Tetapi karena ilmu fikih membenarkan tidak shalat Jumat karena ada halangan. Inilah inti tulisan ini. Saya tidak shalat Jumat, karena ilmu fikih. Saya shalat dzuhur saja.
Guru saya bilang, “Jangan kau keluar dari ilmu pengetahuan!”. Ini masih terngiang-ngiang di ingatan saya. Jadi, karena ilmu pengetahuan saya tentang fikih, tauhid, dan tasawuf itu, maka saya bersikap demikian. Menurut saya, jika fikih, tauhid, dan tasawuf bertentangan, maka kita harus menggunakan ilmu fikih.

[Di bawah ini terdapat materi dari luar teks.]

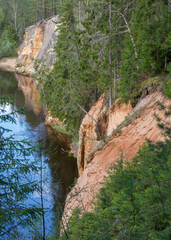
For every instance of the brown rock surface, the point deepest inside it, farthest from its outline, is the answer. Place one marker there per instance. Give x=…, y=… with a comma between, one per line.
x=31, y=94
x=141, y=124
x=92, y=132
x=8, y=64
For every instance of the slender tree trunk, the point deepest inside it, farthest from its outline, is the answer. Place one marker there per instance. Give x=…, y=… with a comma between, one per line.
x=53, y=11
x=110, y=51
x=14, y=7
x=41, y=195
x=129, y=32
x=43, y=9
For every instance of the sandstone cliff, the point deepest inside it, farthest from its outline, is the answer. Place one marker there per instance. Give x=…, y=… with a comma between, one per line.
x=39, y=41
x=91, y=133
x=126, y=139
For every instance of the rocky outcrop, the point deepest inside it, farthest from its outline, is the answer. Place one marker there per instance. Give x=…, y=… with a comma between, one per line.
x=39, y=41
x=8, y=64
x=92, y=133
x=31, y=94
x=129, y=136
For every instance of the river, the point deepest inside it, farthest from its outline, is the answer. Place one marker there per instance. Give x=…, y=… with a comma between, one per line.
x=59, y=168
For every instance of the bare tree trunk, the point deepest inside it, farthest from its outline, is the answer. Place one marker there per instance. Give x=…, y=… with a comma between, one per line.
x=43, y=9
x=53, y=11
x=41, y=195
x=110, y=52
x=14, y=8
x=129, y=32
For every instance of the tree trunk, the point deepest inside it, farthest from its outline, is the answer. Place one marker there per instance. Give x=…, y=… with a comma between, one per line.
x=110, y=52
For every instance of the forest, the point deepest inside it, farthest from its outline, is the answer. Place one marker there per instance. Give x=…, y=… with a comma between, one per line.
x=114, y=47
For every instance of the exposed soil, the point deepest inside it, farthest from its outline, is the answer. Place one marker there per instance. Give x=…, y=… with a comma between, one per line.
x=141, y=125
x=8, y=64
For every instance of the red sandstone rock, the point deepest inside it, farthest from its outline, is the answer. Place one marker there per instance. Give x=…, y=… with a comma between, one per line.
x=127, y=141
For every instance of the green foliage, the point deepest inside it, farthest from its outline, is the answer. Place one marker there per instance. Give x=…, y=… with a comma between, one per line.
x=8, y=43
x=150, y=30
x=135, y=200
x=167, y=82
x=15, y=186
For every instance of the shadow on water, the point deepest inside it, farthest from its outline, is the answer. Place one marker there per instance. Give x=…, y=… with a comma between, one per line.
x=60, y=169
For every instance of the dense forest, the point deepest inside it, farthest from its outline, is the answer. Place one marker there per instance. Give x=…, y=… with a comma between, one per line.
x=104, y=46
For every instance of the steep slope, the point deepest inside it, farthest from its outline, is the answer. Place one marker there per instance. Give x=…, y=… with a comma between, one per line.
x=126, y=139
x=39, y=41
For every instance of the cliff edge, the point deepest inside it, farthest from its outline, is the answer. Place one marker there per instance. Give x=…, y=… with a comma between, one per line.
x=38, y=44
x=125, y=139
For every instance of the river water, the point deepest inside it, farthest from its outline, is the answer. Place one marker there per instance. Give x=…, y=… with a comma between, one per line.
x=59, y=169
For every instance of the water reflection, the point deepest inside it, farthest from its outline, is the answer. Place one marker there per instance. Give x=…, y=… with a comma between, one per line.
x=59, y=168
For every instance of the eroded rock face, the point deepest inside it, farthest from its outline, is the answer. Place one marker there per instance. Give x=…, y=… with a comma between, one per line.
x=140, y=125
x=91, y=132
x=31, y=94
x=39, y=41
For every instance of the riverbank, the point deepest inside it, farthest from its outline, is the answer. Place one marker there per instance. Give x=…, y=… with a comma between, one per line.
x=8, y=64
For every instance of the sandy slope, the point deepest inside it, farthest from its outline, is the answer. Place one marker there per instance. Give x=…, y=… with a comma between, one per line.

Fatwa Ulama Seputar Covid-19
Berkaitan dengan fikih, saya akan mengutip buku Fatawa al-‘Ulama Hawla Fairus Korona (Fatwa-Fatwa Ulama Seputar Cov-19), tulisan Mas’ud Shabri. Pada halaman 8 disebutkan bahwa jumhur al-fuqaha’ al-mu’ashirin (mayoritas ahli fikih kontemporer) memperbolehkan seseorang shalat Jum’at di masjid diganti shalat dzuhur empat rakaat di rumah, berkaitan dengan pandemic cov-19 ini.
Pada halaman 126 disebutkan bahwa, jika para dokter dan pihak pemerintah menyatakan bahwa shalat Jumat dan berjamaah bisa berkontribusi terhadap penambahan pasien, maka pemerintah boleh bahkan wajib memerintahkan masyarakat untuk meninggalkan shalat Jumat, shalat berjamaah, dan memerintahkan untuk shalat di rumah.
Pada halaman 139 disebutkan bahwa, Islam tidak mencegah untuk takut kepada cov-19, selama beriman bahwa Allah adalah satu-satunya Pencipta dan Dia menjadikan sebab untuk segala sesuatu. Bahkan, takut itu menjadi wajib.
Ini berarti, kita diperintahkan untuk takut kepada cov-19 oleh Allah swt, dengan catatan kita beriman bahwa Dia Maha Pencipta dan cov-19 adalah salah satu sebab yang diciptakan oleh-Nya.
Buku (atau bisa juga disebut kitab, karena berbahasa Arab) yang menjelaskan berbagai fatwa ulama tentang cov-19 tersebut ada 239 halaman. Bisa anda baca sendiri. Tinggal cari aja pdf-nya.